At the office one day recently, she is getting angry about pornography. "Have you seen this stuff? These sadomasochistic things, they torture and maim us, the bondage stuff is enough to drive your . . . they say that's freedom of speech? . . .
"People are incensed about this, maybe it's the videos or something. But they've had it. I think the murder and violence and rape has touched a far larger segment of the American female population directly than we have imagined. When I was lecturing on the campuses, the subject of date rape came up spontaneously all the time. I believe in freedom of speech, but that can't mean that noth be done in this area, that anything goes.
"In the old days, we would have got out the spray paint . . . " She trails off, mindfuof the attentive reporter. "We're going to form a commission that more fully defines our position."
It galls Smeal to fight sadomasochistic pornography with commissions and position papers. Yet she knows there must be limits, and there are still some areas she is wary about touching at all. "I constantly question myself: Should we take on religion, after all? Religion has a special place in our society, separation of church and state and all that, but isn't it so that religions are so discriminatory? There are places we can't be priests solely because of the condition of our sex. Some nincompoop tells me that God's only in the image of man, I mean really. And I worry, oh, I better not say nincompoop, because they'll think I don't respect their religion, but after all, the man just told me I'm subhuman!"

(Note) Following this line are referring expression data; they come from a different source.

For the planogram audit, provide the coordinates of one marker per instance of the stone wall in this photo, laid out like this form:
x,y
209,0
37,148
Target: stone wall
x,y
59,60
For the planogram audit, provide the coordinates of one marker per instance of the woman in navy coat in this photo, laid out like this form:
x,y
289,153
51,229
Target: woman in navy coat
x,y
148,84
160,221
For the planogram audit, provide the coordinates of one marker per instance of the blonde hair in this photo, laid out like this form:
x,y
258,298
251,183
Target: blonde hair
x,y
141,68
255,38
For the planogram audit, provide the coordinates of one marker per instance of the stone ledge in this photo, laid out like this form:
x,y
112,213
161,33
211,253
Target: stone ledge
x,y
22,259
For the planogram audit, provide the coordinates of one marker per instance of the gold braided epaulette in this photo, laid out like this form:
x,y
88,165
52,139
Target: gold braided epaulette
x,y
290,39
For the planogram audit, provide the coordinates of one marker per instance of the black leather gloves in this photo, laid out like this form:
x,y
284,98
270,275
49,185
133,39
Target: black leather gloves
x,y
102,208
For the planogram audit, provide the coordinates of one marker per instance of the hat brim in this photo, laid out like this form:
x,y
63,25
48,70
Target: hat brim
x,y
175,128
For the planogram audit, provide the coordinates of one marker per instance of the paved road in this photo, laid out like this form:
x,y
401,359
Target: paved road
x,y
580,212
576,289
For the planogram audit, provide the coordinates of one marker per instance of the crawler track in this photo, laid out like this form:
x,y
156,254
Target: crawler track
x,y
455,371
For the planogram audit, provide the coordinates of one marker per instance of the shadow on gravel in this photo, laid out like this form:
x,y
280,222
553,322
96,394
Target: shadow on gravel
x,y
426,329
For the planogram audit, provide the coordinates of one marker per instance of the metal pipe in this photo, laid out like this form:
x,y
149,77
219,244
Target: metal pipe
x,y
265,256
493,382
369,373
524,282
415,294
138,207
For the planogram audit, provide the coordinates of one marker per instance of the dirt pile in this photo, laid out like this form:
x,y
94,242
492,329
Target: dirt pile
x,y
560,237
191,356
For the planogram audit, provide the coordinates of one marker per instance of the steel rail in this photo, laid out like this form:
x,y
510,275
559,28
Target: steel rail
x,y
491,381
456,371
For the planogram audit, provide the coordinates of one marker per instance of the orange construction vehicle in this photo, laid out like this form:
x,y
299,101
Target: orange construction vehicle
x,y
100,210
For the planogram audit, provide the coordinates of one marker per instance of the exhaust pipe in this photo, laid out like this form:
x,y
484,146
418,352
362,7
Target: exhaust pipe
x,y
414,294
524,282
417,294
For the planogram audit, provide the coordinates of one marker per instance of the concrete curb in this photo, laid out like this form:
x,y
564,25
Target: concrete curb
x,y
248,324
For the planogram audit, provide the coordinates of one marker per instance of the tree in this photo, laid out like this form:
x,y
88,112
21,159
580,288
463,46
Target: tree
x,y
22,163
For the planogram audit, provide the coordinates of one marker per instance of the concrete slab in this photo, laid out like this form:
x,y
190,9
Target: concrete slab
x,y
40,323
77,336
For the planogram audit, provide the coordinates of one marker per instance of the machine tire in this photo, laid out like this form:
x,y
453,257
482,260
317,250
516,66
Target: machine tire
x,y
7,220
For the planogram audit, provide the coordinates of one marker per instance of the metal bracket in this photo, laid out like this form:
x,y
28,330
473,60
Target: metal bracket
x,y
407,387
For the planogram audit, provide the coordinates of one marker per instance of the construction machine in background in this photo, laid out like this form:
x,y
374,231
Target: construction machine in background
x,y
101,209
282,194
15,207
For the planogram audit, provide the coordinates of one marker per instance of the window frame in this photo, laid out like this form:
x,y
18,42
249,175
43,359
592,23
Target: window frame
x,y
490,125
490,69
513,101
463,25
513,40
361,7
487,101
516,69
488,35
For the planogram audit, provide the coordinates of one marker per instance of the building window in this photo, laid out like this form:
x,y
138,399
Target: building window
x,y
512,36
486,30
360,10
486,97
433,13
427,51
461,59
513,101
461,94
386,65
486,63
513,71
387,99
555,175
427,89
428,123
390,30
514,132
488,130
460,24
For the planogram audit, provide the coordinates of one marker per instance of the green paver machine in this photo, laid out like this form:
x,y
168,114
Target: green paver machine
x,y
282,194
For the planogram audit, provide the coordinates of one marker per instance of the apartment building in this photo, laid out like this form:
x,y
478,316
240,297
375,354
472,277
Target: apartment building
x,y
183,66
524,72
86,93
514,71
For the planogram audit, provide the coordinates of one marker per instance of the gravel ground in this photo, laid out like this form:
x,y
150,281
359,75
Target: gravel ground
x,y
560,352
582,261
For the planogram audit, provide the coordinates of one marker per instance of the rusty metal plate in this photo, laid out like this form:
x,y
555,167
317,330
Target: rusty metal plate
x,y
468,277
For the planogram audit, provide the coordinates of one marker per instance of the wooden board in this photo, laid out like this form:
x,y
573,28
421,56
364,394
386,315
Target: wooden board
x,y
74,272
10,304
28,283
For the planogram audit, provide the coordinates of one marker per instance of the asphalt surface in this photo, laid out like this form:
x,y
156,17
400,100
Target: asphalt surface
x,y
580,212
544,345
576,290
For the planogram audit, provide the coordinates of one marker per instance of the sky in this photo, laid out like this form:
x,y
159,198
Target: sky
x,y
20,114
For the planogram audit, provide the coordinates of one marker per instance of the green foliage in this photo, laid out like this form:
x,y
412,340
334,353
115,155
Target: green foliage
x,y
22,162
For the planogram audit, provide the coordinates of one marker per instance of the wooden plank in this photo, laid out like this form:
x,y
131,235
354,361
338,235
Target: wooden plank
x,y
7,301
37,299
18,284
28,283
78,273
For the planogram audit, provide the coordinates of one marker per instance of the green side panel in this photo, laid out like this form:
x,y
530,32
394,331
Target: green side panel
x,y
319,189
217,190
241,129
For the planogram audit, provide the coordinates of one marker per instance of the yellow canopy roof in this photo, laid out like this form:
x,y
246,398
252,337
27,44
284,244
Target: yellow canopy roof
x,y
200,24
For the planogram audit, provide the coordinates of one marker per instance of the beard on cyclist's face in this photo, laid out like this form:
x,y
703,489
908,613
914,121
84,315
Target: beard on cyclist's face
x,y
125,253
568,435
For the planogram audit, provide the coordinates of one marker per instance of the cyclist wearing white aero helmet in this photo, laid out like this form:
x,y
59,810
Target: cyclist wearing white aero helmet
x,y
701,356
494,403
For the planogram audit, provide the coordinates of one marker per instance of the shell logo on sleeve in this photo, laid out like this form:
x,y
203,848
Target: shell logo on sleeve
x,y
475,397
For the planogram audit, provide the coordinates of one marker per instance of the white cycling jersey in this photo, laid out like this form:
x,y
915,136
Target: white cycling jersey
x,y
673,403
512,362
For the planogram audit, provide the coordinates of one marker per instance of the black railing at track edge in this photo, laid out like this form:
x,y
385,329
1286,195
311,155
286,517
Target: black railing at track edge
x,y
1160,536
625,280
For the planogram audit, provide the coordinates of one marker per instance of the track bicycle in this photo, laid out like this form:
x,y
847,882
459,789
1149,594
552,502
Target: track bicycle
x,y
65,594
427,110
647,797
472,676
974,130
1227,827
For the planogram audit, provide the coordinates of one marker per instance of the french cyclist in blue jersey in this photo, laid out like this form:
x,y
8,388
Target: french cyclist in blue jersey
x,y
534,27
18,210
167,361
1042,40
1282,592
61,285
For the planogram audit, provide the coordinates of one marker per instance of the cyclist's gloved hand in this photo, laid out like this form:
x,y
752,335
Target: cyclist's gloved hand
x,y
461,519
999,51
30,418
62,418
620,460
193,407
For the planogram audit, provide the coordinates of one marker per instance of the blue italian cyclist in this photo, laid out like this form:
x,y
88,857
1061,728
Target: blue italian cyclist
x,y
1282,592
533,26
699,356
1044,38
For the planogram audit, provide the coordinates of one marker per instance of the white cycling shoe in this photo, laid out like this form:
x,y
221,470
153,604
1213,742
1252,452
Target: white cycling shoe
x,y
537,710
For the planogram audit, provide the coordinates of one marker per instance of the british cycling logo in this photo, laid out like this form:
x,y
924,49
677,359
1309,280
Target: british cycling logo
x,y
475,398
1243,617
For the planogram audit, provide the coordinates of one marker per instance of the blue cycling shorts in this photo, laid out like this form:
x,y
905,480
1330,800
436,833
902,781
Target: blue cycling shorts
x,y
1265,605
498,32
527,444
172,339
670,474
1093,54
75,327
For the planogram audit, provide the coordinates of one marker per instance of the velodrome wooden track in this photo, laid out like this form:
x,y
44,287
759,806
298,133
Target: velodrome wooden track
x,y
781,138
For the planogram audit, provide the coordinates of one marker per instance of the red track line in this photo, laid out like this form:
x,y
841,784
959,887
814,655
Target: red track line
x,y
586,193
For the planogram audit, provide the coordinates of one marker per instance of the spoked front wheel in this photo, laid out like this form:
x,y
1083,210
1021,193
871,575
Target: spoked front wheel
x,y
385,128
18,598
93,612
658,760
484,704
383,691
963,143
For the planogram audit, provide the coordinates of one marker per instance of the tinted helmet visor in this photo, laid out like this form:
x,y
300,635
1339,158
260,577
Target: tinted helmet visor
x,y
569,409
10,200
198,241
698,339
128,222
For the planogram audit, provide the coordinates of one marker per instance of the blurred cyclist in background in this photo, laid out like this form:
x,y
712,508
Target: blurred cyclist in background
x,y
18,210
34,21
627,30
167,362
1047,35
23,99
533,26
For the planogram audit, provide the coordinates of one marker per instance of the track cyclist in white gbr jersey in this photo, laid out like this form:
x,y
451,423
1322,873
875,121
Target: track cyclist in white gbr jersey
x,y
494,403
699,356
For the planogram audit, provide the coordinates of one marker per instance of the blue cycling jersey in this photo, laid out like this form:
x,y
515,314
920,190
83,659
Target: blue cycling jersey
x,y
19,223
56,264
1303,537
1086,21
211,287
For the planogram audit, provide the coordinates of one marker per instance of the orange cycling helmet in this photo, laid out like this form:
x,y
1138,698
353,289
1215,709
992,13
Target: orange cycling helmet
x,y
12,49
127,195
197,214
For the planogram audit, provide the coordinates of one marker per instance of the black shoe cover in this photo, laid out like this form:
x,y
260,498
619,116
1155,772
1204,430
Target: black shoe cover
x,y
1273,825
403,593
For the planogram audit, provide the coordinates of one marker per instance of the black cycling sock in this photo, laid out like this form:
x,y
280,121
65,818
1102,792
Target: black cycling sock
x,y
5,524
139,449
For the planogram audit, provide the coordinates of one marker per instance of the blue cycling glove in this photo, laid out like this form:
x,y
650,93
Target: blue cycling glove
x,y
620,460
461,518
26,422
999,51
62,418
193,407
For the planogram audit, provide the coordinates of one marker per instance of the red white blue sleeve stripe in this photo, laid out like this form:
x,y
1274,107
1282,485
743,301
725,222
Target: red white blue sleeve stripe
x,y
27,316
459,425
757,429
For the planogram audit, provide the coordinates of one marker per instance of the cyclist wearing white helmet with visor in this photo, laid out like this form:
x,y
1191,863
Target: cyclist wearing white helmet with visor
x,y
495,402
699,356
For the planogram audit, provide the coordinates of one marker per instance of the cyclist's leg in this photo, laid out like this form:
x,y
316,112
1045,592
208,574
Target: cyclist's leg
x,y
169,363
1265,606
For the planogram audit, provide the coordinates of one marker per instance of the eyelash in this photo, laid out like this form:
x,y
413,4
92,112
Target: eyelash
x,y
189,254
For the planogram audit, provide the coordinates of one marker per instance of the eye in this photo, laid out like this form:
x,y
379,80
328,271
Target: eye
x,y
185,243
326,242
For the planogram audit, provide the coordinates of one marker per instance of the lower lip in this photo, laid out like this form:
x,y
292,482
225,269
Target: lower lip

So although battling sexist religions may not be immediately practical, it is on Smeal's list as a proper target in a moral war. The same applies to marriage; there is nothing private or sacred about it if wives are beaten or ripped off in divorce court. As she puts it, "I'm not going to be a second-class citizen in my home, my government, or my church."
But Smeal says nothing will happen if other liberals don't get angry too. "I don't think our side has had enough moral outrage," she says. "It's not enough in The Washington Post, it's not enough in the media, it's not enough in business circles, it's not enough in academia. I mean, last night on television, you had some guy from the right justifying apartheid -- 'Oh, some blacks like it!' That's what I have been hearing for years -- 'Some women like it,' being discriminated against. That's what they do, that's the trick, and now they feel they can even use it on apartheid, the most extreme condition."
And yet, says Smeal, it is all so ironic. For once, the boiler inside her seems to vent a bit. When she speaks again she sounds more sad than angry: "Whenever you treat someone as a lesser, and you benefit from it, you are really injured in the process. The clearest thing in our country was slavery -- despicable to the blacks, but it surely destroyed the South too. It slowed progress, slowed the industrial revolution. When you exploit people, you tend not to manage efficiently or effectively.
"And I think you affect your own moral well-being in the process. It's like, if I step over a body that is lying in the street, I have not helped that person who needed my help, but I have just as surely lost a part of my own humanity. Eventually, you become numb to human suffering. Those of us in the abused classes do the most pushing, but there are no winners in this kind of thing. It should not be a divisive thing; no one should feel threatened. The appeal is to all people. We should all rise."